Vom Lob auf die Politik in der Corona-Krise bis zur ablehnenden Kritik am Schönheitswahn. Musikerin, Schauspielerin und Moderatorin Isabel Varell zeigt im Interview mit t-online.de zu vielen Themen eine klare Meinung.

Viele Zuschauerinnen und Zuschauer kennen Isabel Varell von TV-Auftritten als gut gelaunte Frohnatur, die schlagfertig ist und immer ein Lachen im Gesicht hat. Nicht anders kommt sie auch in unserem Interview rüber. Doch auch um ernste Themen macht sie keinen Bogen.

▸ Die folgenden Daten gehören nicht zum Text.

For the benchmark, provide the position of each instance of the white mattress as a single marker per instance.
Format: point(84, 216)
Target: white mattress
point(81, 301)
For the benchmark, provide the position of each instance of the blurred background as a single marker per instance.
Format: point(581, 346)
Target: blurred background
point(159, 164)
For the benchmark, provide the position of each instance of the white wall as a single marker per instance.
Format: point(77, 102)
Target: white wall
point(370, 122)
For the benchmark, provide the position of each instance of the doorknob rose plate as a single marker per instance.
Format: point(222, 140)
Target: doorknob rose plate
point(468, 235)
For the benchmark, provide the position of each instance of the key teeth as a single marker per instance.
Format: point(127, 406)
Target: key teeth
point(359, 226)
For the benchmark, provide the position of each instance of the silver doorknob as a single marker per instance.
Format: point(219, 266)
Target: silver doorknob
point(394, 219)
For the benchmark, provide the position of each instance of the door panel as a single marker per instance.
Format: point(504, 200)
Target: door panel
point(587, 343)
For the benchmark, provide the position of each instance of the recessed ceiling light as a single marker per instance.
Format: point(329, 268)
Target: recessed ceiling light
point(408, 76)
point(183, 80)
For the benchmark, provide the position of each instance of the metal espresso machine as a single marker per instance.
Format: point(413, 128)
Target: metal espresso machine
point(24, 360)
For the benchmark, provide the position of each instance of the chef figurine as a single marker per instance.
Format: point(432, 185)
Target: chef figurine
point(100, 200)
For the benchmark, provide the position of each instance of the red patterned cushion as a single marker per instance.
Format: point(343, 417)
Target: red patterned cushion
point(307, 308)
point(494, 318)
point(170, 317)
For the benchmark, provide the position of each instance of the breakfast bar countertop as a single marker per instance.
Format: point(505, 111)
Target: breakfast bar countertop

"Eine Tasse Tee" heißt das neue Album von Isabel Varell, das am 12. Juni erscheint. Sich auf eine Tasse Tee zu treffen, ist zwar aktuell nicht ganz so einfach, aber am Telefon kann man sich zum Glück auch gut unterhalten. Über viel mehr als nur die Musik. Die 58-Jährige spricht im Interview mit t-online.de über ihren Beitrag zu mehr Nachhaltigkeit, würdevolles Älterwerden, persönliche Lehren aus der Corona-Krise und eine Phase im Leben, die ihr sehr viel gegeben hat.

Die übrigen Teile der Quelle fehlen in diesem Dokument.